Have you ever failed at something you really wanted to do well? Have you ever wanted to overcome a fear, but run away scared?

I was on a school excursion in the seventh grade. We had only been in high school for a month and my school decided to take our grade to a water park so we could bond. Australian schools rock.

The hype leading up to the excursion was centered around one thing – jumping off THE ROCK. I quickly realized if I wanted any kind of social status I was going to have to jump off Death Rock (I renamed it).

Confession: I have a small/massive fear of heights. Call me crazy, but the idea of plummeting towards the earth from a great distance doesn’t sound like my idea of fun. Unfortunately, starting high school meant that these kinds of core beliefs were irrelevant if I wanted friends.

The day came. I had my bikini ready and a false sense of security. Not to get graphic but a bikini probably wasn’t the best choice of swimwear for an awkwardly chubby teenager like me. Enough said.

As we walked out of the change rooms, there she was. She was staring down at me and I was staring up at her. She was unyielding, and tall, and solid rock… Obviously.

She was your worst nightmare, in rock form.

We made our way to the top with the girls giggling; seemingly unaware we were all about to plummet to our death. I wondered whether it would be seen as uncool for me to call my mum one last time to tell her I loved her and was leaving everything to her in my will. I decided against it.

We arrived at the top and, like the brave teenager I was, I pardoned myself every time I got to the front of the line. After as much procrastination as I could manage (there was now no one left to jump but me), it was time.

I walked to the jump line and did the one thing everyone says not to do, the worst thing possible. I looked down. I know, I’m sorry.

The jump was 5 metres (16.5 feet) high, but to me it may as well have been 5,000 metres. To make matters worse, I realised my entire class was on the ground staring up at me. Any courage or bravery I thought I had vanished quicker than I could say, “I don’t want to die today, thanks.”

I stared down and felt the eyes of everyone burning straight back at me. After about half an hour of practice runs, false starts and pitiful tears, I gave in to my fears.

A crying, shaking mess, I did the walk of shame back down the hill. I was so embarrassed and could feel the rejection from my friends. I was the only girl that didn’t jump. I was a failure.

Roll the tape forward seven years.

I had finished school (thank you Lord) and was on staff at our church. Dad (aka my boss-man) decided to take our staff to a water park for our annual church staff Christmas party. Can you guess which water park he picked? You guessed it – even if you didn’t, we can pretend you did… but seriously if you couldn’t guess, you should work on those skills.

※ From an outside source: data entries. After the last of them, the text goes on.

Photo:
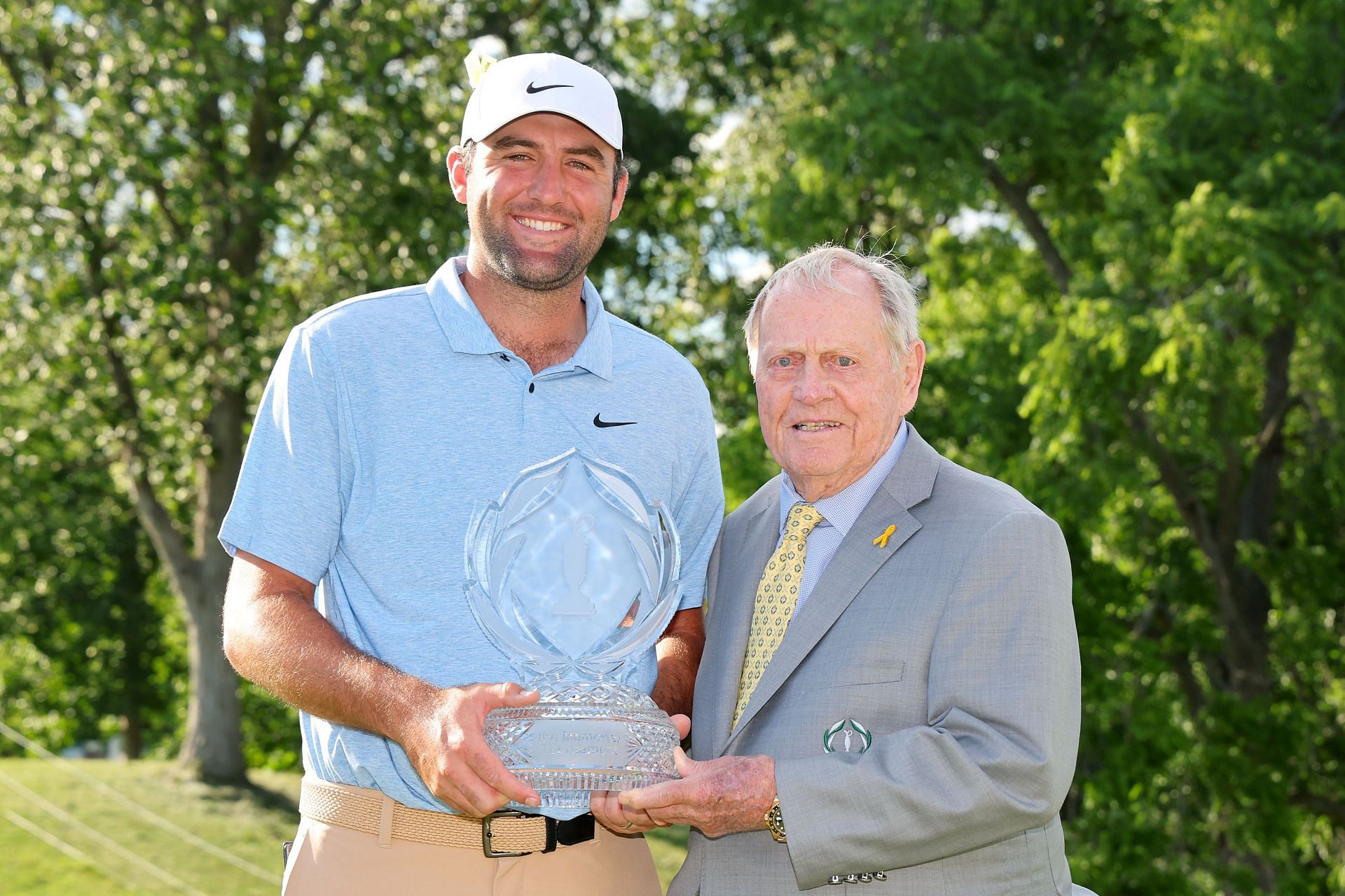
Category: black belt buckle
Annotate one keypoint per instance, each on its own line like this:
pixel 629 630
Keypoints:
pixel 558 833
pixel 570 832
pixel 486 833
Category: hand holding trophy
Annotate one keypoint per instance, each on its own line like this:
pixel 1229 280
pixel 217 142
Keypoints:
pixel 573 574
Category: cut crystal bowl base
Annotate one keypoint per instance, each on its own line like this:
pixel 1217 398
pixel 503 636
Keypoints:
pixel 583 736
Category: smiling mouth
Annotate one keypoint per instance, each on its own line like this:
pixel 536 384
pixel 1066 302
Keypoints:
pixel 534 223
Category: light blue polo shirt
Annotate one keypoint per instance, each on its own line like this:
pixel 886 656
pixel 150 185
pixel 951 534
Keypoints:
pixel 387 419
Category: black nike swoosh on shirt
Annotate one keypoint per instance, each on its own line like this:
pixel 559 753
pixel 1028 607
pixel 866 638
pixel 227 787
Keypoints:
pixel 605 424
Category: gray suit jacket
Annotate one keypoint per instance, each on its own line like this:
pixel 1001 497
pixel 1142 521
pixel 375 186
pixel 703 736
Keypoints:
pixel 954 646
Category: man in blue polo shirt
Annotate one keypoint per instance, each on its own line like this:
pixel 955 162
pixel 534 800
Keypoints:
pixel 387 418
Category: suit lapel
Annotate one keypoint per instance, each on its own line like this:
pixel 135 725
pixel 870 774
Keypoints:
pixel 853 565
pixel 731 615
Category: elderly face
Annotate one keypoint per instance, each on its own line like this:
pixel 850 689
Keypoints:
pixel 829 393
pixel 538 200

Realising I would be at the very same water park that had caused so much anxiety years earlier, I told myself I would be fine. Years had passed and I was a “grown up” now. Right? Wrong.

We arrived for our Christmas party and sure enough, she was still there. Staring at me as aggressively as she had seven years earlier. The memories from that day flooded back, and I found myself, once again, a shaking mess.

As I walked up to the top of the rock, my experience can only be described by quoting a poet:

Palms were sweaty, Knees weak, arms were heavy I was nervous, but on the surface I looked calm and ready. The whole crowd grows so loud Snap back to reality Oh there goes gravity!

Sure I forgot everything the lifesaver said and so my arms flung up and slammed onto the water, leaving a nice bruise, but I had done it. I had conquered her. Death Rock, more like Slightly Bruised But Alive Rock!

Just call me Sir Edmund Hilary (or Eminem). Sir Edmund Hilary was the first man to conquer Mount Everest. He didn’t do it on his first go, but that didn’t stop him. After a failed attempt he looked up at the mountain and said,

“Mount Everest, you beat me the first time, but I’ll beat you the next time. You’ve grown all you are going to grow, but I’m still growing!”

Now, apart from the awkward silence afterward because he was speaking to a mountain, which obviously was incapable of a response, what a cool thing to say! Here’s a guy who faced his fears, more than once.

What’s your Death Rock? We’ve all been there. We’ve all tried something and failed. We’ve all made up excuses for that failure.

We’ve all wished that, instead of making up excuses, we could just confess, “I was just too scared.”

I know that feeling. But I also know it’s not over.

If you have tried something and failed, well done. Why? Because there are people out there who haven’t even tried. There are people who prefer to criticize rather than give life a shot. I feel sorry for those people.

Life is a journey, so learn from the past and move forward to victory. If you have fallen down, get back up, dust yourself off, and keep moving. One step forward is one step closer to your finish line.

One step forward is better than standing still.

Whatever you’re facing right now, you can do it. You have the creator of the world on your side, and He’ll give you everything you need.

Ps. You should totally read Hebrews 13:16.